Published January 14, 2015
A plane carrying exiled opposition leader Shahbaz Sharif (search) landed in the eastern Pakistani city of Lahore on Tuesday, but the government immediately deported him amid an intense crackdown that has seen hundreds of his supporters arrested.
Information Minister Sheikh Rashid Ahmed told The Associated Press that a Pakistan International Airlines (search) plane carrying Sharif had taken off from the Lahore airport en route to Jiddah, Saudi Arabia.
"His plane has left," Ahmed said. The plane took off just 90 minutes after Sharif arrived after more than three years in exile.
Sharif's brother, former Prime Minister Nawaz Sharif, was toppled by President Gen. Pervez Musharraf (search) in a bloodless coup in 1999. Musharraf has consolidated control since then, winning election as president in a referendum in which he was the only candidate.

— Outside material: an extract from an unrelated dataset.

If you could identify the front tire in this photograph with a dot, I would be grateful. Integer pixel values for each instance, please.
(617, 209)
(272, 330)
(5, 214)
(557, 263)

The government has said the Sharif family was exiled to Saudi Arabia in 2000 for 10 years in a deal struck after Nawaz Sharif was convicted of trying to assassinate Musharraf as the coup unfloded. But the Supreme Court has said Shahbaz Sharif, who has been in London since a medical checkup there last year, has the right to return.
Authorities barricaded roads and detained more than 1,100 members of Sharif's Pakistan Muslim League-N party across Punjab province in the weeks ahead of his arrival "to prevent them from going to the Lahore airport to welcome Shahbaz Sharif," party spokesman Binyamin Rizvi said.
PML-N chairman Raja Zafarul Haq said Sharif's deportation was "highly condemnable" and "an insult to democracy."
There were reports of several clashes between police and demonstrators as Sharif's plane touched down in Lahore, with at least six activists and one policeman lightly injured. Activists pelted police with stones and shouted anti-government slogans, and police responded with tear gas and baton charges.
Reporters and other spectators were kept far from the airport, and Pakistani television said cell phone coverage around the facility was blocked. Hundreds of policemen were on hand to keep order. The Saudi Embassy said it had no information.
Shahbaz Sharif faces murder charges in connection with the 1998 killings of five men in Lahore. Their families claim he ordered police to fire on them when he was Punjab's chief minister. It wasn't clear if the charges would allow police to jail him when he stepped off the plane.
Sharif denies the charges, and said he was returning to defend himself.
"Now that they wish to incarcerate me, it's up to them. If they want to try me, it's up to them. If they want to deport me, it's up to them," he told reporters before leaving London. "But this would be a most deplorable, unconstitutional, unlawful measure, adding to the not very rosy history of Pakistan in terms of governance, both by the military and political leadership."
In Lahore, Rizvi accused the police of raiding and closing three party offices and launching raids to arrest local party leaders.
Party officials accused police of arresting dozens of activists on Tuesday in cities across Punjab, including Multan, Gujranwala, Gujar Khan and Bahawalpur.
Police insisted the steps they had taken were for security. They said they've detained fewer than 100 people — who can be held for 90 days without charge to maintain public order.
"We are increasing security just to maintain law and order, and it is not fair to say that we are victimizing the opposition," said police officer Aftab Cheema in Lahore.
Among the detainees was Mamoona Hashmi, daughter of Pakistan Muslim League-N acting president Javed Hashmi — who last month was jailed for 23 years on sedition charges.
Mamoona was detained Tuesday as she arrived at Lahore airport to greet Sharif.